What is the Voir Dire Process in a Utah Jury Trial

The Importance of the Jury Trial and Voir Dire

Voir dire is process of weeding out problematic jurors.
Voir dire is part of the jury selection process.

The jury trial is a right over which many lives were lost in the founding of this country.  It is a mechanism to protect individuals against an oppressive government. Think about how different things would be if an individual charged with a crime could then be tried by a government bureaucrat instead of a number of different individuals from his community. Juries can protect people from false allegations by the state. It is another check and balance on state power.

Juries, however, are not infallible. They are composed of people who have their own biases and prejudices. While it is impossible to remove those biases and prejudices from members of the jury, the law has developed to permit lawyers and judges to ask prospective jurors a series of questions to determine if any particular juror carries with him a preconceived notion that could interfere with is rendering a fair judgment in the case.  This questioning process is called voir dire, which is a term loosely based on a Latin phrase which means to say the truth and which is conducted during the jury selection process.

Rules Governing the Voir Dire Process

Because voir dire only occurs in the trial court, the trial court judge has a lot of flexibility on how he runs the process.  Nonetheless, there are several rules that the judge must follow. If the trial judge violates any of those rules his decision can be reviewed by an appellate court judge under an abuse of discretion standard. See Alcazar v. University of Utah Hosps. & Clinics, 188 P.3d 490.

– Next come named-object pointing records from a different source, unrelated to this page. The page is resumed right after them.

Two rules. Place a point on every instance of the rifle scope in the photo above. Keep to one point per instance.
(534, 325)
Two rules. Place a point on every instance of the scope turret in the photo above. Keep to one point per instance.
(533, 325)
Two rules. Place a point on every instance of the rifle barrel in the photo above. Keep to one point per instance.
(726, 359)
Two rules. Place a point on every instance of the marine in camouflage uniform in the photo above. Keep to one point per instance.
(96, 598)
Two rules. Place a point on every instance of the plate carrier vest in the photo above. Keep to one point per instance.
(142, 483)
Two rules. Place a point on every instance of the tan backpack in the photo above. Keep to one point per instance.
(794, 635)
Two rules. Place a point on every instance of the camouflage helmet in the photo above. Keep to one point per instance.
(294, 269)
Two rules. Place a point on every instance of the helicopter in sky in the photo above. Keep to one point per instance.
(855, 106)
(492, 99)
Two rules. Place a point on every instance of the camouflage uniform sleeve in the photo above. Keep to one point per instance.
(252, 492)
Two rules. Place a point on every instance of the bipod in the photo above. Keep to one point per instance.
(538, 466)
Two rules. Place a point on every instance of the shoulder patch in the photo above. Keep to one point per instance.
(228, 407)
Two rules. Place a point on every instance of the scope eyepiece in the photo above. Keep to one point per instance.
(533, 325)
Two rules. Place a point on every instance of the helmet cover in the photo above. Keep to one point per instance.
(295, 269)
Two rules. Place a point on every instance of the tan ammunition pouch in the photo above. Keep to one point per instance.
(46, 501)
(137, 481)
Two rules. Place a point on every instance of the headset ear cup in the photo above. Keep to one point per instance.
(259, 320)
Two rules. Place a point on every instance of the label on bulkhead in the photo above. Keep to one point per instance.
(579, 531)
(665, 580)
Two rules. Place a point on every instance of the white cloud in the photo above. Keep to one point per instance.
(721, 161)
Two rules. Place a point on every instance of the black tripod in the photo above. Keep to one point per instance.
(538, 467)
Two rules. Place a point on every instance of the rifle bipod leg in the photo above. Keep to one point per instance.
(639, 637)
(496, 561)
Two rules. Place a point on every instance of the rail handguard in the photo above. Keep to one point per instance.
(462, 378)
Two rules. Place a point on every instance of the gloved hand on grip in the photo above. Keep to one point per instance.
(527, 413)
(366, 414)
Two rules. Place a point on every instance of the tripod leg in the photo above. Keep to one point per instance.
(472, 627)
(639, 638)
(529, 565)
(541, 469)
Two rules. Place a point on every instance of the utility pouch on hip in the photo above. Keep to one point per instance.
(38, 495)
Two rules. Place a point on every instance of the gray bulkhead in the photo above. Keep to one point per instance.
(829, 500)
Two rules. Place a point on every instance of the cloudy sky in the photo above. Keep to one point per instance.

As discussed in the recent State v. Alvarez case: Generally,the trial court is afforded broad discretion in conducting voir dire, but that discretion must be exercised in favor of allowing discovery of biases or prejudice in prospective jurors. The key inquiry is whether, considering the totality of the questioning, counsel was afforded an adequate opportunity to gain the information necessary to evaluate jurors. If the trial court’s decision to exclude the question about juror embarrassment substantially impaired Defendant’s right to the informed exercise of peremptory challenges, it is reversible error.

So the entire purpose of voir dire is to allow the lawyers to evaluate the prospective jurors and to do so in a way that allows the lawyers to be able to make informed conclusions about each prospective juror.